Configure DataNode memory as storage

Configuring memory on a DataNode as storage requires you to shut down the particular DataNode, set RAM_DISK as the storage type, set the LAZY_PERSIST storage policy to store data, and then start the DataNode.

  1. Shut down the DataNode.
  2. Use required mount commands to allocate a certain portion of the DataNode memory as storage.
    The following example shows how you can allocate 2GB memory for use by HDFS.
    
    sudo mkdir -p /mnt/hdfsramdisk
    sudo mount -t tmpfs -o size=2048m tmpfs /mnt/hdfsramdisk
    sudo mkdir -p /usr/lib/hadoop-hdfs
  3. Assign the RAM_DISK storage type to ensure that HDFS can assign data to the DataNode memory configured as storage.
    To specify the DataNode as RAM_DISK storage, insert [RAM_DISK] at the beginning of the local file system mount path and add it to the dfs.name.dir property in hdfs-default.xml.
    The following example shows the updated mount path values for dfs.datanode.data.dir
    
    <property>
      <name>dfs.datanode.data.dir</name>
      <value>file:///grid/3/aa/hdfs/data/,[RAM_DISK]file:///mnt/hdfsramdisk/</value>
    </property>
    
  4. Set the LAZY_PERSIST storage policy to store data on the configured DataNode memory.

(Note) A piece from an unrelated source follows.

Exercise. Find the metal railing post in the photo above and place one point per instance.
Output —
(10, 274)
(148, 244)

    The following example shows how you can use the hdfs dfsadmin -getStoragepolicy command to configure the LAZY_PERSIST storage policy:
    hdfs dfsadmin -getStoragePolicy /memory1 LAZY_PERSIST 
  5. Start the DataNode.
  6. Use the HDFS mover tool to move data blocks according to the specified storage policy.
    The HDFS mover data migration tool scans the specified files in HDFS and verifies if the block placement satisfies the storage policy. For the blocks that violate the storage policy, the tool moves the replicas to a different storage type in order to fulfill the storage policy requirements.